How to prepare Basundi


Basundi is thick sweetened milk that is flavored with cardamom or saffron and garnished with nuts like pistachios or chironji. Rabri is similar to basundi but differs in texture due to the difference in the method of preparation. Basundi recipe is almost the same as rabdi aka rabri, the recipe of which I had posted earlier.
It has more liquid content compared to rabdi and less milk solids. Basundi is eaten on it own, either warm or chillied and is also be served with puri or jalebi. While making rabri recipe, whole milk is reduced to less than half of its original quantity.

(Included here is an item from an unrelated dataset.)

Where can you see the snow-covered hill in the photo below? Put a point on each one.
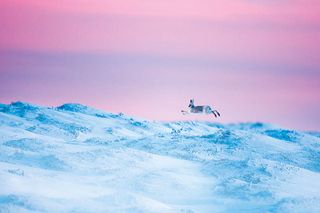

It is thick with milk solids and has minimal liquid content compared to basundi.
Recipe:

Ingredients:
Full fat milk - 2 lts
Cardamom powder - 1/2 tsp
Pistachios - fistful
Sugar - 1/2 cup
Saffron - 7-8 strands
Chironji - 1/2 tbsp
Almonds - 7-8, blanched and peeled

Preparation:
  • Sliver the blanched almonds, chop the pistachios and set aside.
  • Boil milk in a large heavy bottomed wide vessel on high flame. Once it comes to a boil, reduce flame to low and allow to simmer for 12-15 mts, stirring in intervals of 3 mts.
  • Add sugar at this point and keep stirring constantly. You will see that the milk thickens. This could take 45 to 50 mts.
  • Add cardamom powder and mix well. Turn off flame and allow to cool down slightly. Remove to a serving bowl.
  • Garnish with the chopped nuts and saffron strands.
  • Ladle into serving bowls and serve warm. You can even chill the rabdi and serve it chilled.


For Tips:
  • Use a heavy bottomed vessel while making basundi.
  • Full fat milk is best for a rich, creamy flavor. You can use 2% milk but it will be less creamy.
  • You refrigerate for 4-7 days or freeze it for a few weeks.
  • If you are serving chilled basundi, reduce the boiling time of milk by 10-12 mts as basundi will thicken on cooling.